In Argentina tiene banco l’improvviso crollo della borsa, che ha perso il 14% in due sedute. Pesano le dimissioni di Fabrega, ormai ex governatore della banca centrale
Non c’è pace per l’Argentina, che questa estate è finita per l’ennesima volta in default sul debito a seguito di una sentenza sfavorevole del Tribunale di New York relativamente a una vertenza in atto da tempo con i “fondi avvoltoio” sul rimborso dei Tango Bond. Due giorni fa si è dimesso il governatore della banca centrale di Buenos Aires, ovvero Juan Carlos Fabrega.

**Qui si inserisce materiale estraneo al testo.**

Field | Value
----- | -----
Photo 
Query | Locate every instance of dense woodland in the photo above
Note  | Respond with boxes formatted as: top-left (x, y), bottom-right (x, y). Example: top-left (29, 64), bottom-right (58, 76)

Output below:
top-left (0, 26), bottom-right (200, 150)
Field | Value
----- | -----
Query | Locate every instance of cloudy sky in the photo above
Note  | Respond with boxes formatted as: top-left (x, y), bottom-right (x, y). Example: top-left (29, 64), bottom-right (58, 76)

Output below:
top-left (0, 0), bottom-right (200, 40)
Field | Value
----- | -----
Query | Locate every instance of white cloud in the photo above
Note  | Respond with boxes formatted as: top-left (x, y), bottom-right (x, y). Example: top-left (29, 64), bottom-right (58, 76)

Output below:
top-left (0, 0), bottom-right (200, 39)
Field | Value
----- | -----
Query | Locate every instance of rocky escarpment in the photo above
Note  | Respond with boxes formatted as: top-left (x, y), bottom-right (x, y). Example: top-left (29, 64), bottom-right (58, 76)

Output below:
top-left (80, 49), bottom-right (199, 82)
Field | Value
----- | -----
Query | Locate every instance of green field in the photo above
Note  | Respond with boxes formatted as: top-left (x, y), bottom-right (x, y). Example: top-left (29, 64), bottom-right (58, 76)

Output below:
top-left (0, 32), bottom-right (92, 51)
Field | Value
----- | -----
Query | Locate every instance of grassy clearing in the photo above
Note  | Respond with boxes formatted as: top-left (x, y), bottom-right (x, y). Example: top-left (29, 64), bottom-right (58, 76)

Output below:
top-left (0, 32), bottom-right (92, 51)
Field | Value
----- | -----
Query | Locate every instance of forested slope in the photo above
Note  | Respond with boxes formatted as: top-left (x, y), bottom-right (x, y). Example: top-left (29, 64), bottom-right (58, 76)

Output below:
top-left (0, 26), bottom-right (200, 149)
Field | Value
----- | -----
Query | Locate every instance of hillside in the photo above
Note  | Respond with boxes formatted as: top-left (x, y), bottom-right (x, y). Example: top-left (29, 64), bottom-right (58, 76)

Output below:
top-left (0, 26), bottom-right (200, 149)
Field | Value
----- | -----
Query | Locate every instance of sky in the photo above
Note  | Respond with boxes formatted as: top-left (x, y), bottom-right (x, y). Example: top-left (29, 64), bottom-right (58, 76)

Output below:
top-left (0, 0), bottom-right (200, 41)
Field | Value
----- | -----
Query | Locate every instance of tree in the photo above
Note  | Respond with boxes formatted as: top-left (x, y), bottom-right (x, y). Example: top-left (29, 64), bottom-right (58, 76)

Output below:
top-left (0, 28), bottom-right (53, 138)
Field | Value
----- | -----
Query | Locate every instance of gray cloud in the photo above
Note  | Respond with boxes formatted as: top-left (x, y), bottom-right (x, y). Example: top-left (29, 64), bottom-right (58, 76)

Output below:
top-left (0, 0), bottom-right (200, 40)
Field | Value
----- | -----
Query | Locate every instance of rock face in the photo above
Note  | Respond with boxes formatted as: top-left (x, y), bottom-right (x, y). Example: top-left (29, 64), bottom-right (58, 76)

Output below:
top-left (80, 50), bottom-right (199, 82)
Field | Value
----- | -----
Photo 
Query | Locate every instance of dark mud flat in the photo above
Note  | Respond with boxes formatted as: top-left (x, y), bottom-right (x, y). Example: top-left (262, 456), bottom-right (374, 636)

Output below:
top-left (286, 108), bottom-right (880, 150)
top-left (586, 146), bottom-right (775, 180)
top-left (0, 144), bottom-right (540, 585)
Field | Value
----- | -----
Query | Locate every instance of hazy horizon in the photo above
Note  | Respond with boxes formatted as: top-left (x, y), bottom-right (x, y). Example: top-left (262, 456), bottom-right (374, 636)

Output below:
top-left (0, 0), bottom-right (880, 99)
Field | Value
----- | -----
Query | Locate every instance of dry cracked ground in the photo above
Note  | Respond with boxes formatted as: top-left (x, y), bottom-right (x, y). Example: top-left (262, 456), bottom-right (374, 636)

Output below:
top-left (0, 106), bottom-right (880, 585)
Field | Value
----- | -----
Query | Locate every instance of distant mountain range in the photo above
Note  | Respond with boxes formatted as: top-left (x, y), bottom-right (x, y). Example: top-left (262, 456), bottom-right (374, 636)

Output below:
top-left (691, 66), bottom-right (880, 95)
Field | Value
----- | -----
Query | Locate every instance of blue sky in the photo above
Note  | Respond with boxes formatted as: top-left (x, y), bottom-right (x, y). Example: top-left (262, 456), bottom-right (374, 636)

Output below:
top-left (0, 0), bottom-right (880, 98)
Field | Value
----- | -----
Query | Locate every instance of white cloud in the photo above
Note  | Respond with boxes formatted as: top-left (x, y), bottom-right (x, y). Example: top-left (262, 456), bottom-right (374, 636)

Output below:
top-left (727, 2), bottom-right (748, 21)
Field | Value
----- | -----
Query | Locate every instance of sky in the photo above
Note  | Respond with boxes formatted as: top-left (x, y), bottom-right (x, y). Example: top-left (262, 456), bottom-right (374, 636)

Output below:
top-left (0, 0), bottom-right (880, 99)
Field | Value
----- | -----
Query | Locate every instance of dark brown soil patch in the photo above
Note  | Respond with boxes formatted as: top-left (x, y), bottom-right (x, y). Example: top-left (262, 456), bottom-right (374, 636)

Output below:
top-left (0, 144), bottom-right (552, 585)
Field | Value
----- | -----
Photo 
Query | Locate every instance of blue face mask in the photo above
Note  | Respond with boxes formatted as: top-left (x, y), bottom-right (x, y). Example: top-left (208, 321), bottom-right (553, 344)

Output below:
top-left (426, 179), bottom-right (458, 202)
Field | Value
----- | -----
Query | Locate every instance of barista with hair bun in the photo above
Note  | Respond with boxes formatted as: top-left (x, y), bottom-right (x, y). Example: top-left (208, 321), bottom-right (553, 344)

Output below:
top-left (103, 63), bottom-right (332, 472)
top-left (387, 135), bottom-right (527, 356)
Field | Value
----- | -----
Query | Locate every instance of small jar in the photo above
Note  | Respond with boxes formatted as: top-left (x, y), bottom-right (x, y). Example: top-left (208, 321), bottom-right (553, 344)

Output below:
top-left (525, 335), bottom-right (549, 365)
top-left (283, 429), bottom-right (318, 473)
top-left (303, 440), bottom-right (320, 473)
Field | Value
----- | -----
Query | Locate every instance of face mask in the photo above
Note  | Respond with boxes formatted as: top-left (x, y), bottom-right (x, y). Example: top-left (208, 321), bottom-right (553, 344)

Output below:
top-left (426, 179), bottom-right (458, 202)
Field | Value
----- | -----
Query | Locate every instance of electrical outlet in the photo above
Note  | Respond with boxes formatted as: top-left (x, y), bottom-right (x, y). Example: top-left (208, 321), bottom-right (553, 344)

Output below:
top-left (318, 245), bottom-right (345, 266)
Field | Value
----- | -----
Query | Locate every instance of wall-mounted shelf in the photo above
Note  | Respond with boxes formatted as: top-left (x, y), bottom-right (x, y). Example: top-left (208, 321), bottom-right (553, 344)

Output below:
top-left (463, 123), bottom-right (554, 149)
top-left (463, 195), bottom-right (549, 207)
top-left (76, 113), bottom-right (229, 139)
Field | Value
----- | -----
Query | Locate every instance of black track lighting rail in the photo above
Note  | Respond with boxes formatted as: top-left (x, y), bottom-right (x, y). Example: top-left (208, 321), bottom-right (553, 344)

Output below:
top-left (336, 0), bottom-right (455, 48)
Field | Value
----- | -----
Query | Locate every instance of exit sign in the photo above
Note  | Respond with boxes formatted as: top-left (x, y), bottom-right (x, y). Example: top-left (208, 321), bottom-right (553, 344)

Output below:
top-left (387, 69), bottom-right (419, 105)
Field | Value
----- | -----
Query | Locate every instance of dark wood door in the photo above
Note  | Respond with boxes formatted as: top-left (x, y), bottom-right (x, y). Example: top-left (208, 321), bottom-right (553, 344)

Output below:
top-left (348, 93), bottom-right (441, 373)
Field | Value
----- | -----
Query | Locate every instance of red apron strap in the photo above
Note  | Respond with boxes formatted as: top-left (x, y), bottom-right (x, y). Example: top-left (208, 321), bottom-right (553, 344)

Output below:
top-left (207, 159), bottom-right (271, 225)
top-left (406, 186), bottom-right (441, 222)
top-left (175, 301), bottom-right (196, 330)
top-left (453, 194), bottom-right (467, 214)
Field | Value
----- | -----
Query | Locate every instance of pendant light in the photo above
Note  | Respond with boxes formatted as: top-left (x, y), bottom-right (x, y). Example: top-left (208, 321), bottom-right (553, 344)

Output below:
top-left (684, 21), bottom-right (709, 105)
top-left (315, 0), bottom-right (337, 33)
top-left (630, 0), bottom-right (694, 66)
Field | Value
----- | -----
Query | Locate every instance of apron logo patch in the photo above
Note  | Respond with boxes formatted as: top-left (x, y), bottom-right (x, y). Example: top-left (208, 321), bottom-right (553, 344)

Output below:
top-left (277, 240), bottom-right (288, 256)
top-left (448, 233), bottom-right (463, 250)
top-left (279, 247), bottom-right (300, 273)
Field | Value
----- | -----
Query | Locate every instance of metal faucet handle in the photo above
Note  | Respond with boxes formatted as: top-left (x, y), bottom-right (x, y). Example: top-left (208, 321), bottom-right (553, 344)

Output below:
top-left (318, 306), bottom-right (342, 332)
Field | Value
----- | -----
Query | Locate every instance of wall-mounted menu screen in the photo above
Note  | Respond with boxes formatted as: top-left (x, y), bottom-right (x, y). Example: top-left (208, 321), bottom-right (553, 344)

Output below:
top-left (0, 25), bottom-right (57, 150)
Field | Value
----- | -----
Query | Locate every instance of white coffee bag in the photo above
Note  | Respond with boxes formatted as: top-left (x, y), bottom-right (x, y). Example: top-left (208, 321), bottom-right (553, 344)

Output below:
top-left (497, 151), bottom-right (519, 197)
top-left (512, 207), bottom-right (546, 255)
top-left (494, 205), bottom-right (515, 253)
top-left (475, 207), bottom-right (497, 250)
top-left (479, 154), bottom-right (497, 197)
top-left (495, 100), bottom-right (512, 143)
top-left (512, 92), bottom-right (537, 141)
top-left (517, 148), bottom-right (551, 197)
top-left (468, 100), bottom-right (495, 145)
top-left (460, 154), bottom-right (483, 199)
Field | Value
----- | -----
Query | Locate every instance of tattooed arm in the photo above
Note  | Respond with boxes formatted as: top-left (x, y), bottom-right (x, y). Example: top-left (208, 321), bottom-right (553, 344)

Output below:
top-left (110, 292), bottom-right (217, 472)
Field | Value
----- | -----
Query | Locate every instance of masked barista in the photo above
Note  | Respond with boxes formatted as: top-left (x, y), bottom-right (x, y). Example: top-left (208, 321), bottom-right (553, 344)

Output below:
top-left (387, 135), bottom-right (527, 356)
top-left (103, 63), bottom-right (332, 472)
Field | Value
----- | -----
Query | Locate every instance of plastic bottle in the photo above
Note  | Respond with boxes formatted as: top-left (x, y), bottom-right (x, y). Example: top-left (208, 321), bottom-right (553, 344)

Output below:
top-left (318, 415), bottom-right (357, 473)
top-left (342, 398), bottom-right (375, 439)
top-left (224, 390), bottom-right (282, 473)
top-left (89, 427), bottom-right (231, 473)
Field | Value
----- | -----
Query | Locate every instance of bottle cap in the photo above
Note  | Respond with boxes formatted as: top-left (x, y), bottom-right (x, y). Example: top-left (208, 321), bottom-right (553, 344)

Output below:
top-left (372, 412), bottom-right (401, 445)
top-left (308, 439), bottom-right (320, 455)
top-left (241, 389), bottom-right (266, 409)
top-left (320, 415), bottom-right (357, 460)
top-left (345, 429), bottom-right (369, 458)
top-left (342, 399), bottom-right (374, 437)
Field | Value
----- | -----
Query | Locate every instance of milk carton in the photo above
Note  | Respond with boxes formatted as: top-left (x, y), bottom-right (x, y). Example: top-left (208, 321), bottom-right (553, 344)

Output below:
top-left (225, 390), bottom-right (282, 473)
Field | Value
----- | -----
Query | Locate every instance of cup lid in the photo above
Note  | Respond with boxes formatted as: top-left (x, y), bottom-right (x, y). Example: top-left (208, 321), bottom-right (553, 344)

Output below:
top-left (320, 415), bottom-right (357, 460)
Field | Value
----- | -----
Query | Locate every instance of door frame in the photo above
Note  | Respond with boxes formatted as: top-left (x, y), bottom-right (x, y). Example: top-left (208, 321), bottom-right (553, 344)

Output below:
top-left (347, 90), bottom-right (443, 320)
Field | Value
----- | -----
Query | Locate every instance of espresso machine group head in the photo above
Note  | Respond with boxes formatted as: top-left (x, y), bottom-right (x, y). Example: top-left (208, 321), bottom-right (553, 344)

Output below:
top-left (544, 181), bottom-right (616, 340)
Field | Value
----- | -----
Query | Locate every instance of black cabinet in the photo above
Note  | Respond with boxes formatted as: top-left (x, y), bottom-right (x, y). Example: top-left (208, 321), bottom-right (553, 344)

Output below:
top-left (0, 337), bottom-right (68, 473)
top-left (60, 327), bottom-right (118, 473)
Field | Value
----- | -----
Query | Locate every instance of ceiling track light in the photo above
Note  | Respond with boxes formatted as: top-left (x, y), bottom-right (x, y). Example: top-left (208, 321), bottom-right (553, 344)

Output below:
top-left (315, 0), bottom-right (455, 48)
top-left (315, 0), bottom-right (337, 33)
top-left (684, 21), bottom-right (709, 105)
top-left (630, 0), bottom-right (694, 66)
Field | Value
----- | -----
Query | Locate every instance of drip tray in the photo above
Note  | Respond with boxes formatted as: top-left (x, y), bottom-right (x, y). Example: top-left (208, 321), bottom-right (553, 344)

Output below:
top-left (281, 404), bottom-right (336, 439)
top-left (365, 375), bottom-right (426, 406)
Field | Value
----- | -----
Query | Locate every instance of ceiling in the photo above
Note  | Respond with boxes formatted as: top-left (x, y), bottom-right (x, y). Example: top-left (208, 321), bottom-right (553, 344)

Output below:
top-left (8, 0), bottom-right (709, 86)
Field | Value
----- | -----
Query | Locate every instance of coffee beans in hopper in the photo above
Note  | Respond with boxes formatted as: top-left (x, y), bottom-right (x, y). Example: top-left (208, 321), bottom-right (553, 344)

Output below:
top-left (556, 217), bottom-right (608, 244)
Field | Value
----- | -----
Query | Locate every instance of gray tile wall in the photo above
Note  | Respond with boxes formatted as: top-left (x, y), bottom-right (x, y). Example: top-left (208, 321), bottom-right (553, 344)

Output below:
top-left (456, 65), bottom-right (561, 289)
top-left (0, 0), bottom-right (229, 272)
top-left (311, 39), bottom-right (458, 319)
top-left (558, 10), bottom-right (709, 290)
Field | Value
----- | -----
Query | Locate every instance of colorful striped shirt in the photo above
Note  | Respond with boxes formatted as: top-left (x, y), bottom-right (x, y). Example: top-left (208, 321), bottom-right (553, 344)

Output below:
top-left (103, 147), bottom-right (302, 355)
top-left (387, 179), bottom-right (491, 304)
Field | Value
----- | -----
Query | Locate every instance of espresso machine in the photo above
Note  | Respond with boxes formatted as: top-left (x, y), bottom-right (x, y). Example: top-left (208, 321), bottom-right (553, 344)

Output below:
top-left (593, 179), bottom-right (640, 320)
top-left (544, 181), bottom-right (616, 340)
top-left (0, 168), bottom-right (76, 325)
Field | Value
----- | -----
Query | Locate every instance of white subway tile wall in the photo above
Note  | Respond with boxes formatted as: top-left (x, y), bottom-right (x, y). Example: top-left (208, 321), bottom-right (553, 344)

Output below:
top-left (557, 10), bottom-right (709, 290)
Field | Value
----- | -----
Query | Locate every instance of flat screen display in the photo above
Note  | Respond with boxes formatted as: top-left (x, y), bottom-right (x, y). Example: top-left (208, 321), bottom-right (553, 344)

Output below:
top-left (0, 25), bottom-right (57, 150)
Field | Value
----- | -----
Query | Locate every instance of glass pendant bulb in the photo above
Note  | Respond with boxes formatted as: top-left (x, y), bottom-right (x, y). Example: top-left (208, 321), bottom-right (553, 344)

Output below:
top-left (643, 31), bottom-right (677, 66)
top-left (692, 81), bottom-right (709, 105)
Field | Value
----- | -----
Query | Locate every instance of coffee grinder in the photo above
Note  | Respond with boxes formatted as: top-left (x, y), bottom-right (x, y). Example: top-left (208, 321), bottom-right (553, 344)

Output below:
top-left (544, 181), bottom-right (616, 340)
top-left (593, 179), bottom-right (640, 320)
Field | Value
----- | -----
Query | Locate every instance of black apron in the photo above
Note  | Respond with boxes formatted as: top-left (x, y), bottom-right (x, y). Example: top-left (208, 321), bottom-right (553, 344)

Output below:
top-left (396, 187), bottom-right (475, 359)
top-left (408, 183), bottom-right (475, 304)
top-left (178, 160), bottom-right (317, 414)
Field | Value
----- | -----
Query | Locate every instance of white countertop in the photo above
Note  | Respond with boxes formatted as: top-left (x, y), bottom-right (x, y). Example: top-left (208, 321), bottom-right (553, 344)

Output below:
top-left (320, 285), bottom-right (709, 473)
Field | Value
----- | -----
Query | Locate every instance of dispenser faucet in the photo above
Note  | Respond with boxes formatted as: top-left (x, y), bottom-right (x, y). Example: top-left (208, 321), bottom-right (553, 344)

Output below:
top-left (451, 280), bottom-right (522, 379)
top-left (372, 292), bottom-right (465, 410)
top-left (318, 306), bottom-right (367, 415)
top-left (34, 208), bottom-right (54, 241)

La “presidenta” Cristina Fernandez de Kirchner ha già accettato le sue dimissioni. Al suo posto è arrivato Alejandro Vanoli, finora a capo dell’autorità di borsa locale. Ed è proprio la borsa di Buenos Aires a far parlare di sé in queste ultime ore, a seguito di un violento crollo delle quotazioni.
L’indice azionario argentino più importante, il Merval, ha lasciato sul terreno il 6% ma ieri aveva perso già un 8% sull’onda del panic selling provocato dalle dimissioni di Fabrega. Tuttavia bisogna ricordare che da inizio anno la piazza finanziaria sudamericana è stata la migliore al mondo, con una performance superiore al 120% nonostante il recente default tecnico (il secondo negli ultimi tredici anni), la recessione, l’inflazione sopra il 40% e la maxi-svalutazione del peso. La questione del cambio tra il peso argentino e il dollaro americano è stata una delle motivazioni alla base dell’addio di Fabrega.
L’ex governatore della banca centrale argentina era stato criticato dalla Kirchner per la sconcertante situazione sul mercato nero del tasso di cambio, dove il valore del peso è inferiore dell’80% rispetto alla quotazione ufficiale. La presidenta ha denunciato questo mercato illegale, dichiarando che le pressioni sul cambio sono dettate dalla volontà di qualcuno di svalutare ancora il peso.
Secondo la Kirchner “alcuni settori dell’economia vogliono colpire il governo”, che tra l’altro tra un anno dovrà affrontare una campagna elettorale che già si preannuncia incandescente. L’ex governatore della banca centrale veniva considerato un uomo molto vicino ai mercati finanziari, con una visione diametralmente opposta a quella del ministro dell’Economia di Casa Rosada, ovvero Axel Kicillof. Quest’ultimo è più incline a sostenere i consumi, il dimissionario Fabrega voleva limitare l’emissione monetaria per arginare l’iperinflazione.